A intervenção prevista visa não só proteger e exibir os vestígios já conhecidos — entre os quais uma mamoa (túmulo), a parede ocidental e duas pedreiras — como também valorizar a área de floresta nativa adjacente e um lago temporário existente no local.
- Criação de uma área de acolhimento para visitantes;
- Implantação de percursos pedonais e melhoria da acessibilidade;
- Instalação de painéis interpretativos e bancos em granito local;
- Exposições de amostras geológicas nos pontos de interesse.
O projecto prevê, segundo a descrição disponibilizada, a instalação de oito painéis interpretativos em cada um dos pontos identificados, bem como a colocação de bancos em granito extraído localmente.
| Item | Detalhe |
|---|---|
| Valor base do concurso | 165 000 € |
| Programa | Regenerar Territórios – Incêndios 2024 |
| Parcerias | Câmara de Albergaria‑a‑Velha; Centro de Arqueologia de Arouca; Associação BioLiving; Loci Studio |
Os vestígios do Monte de São Julião remetem para o final da Idade do Bronze, há cerca de 3 000 anos, sendo a sua importância arqueológica confirmada já na década de 1990, altura em que operações de plantação trouxeram à superfície materiais e estruturas que motivaram escavações subsequentes.
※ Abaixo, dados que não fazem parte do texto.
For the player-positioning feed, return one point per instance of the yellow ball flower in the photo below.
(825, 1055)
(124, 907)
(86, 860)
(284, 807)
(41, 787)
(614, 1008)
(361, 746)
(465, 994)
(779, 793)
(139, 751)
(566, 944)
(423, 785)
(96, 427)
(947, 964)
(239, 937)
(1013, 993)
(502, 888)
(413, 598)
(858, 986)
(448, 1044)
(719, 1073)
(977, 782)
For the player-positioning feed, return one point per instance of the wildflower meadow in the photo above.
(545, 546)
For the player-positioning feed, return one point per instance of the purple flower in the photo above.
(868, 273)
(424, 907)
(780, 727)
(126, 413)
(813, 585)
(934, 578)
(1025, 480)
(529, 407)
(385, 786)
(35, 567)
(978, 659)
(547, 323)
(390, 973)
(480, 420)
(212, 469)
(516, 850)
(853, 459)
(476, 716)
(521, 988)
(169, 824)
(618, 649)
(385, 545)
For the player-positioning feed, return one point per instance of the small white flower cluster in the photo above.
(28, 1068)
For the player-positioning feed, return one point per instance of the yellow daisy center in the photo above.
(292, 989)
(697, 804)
Para os habitantes e agentes locais, o projeto representa uma oportunidade de reforçar a oferta cultural e turística do concelho, aumentar a qualidade de fruição do património e promover a utilização de materiais e técnicas locais — como o granito — na infraestruturação do sítio. A valorização da floresta nativa e do lago temporário pode também contribuir para uma componente pedagógica e ecológica, atraindo escolas e visitantes interessados em interpretação ambiental.
A publicação do concurso no Diário da República é o passo administrativo que permite agora avançar para a seleção de empreiteiros e para a execução das intervenções previstas, cuja calendarização dependerá dos prazos do procedimento concursal e do desenvolvimento do projecto pelos parceiros técnicos.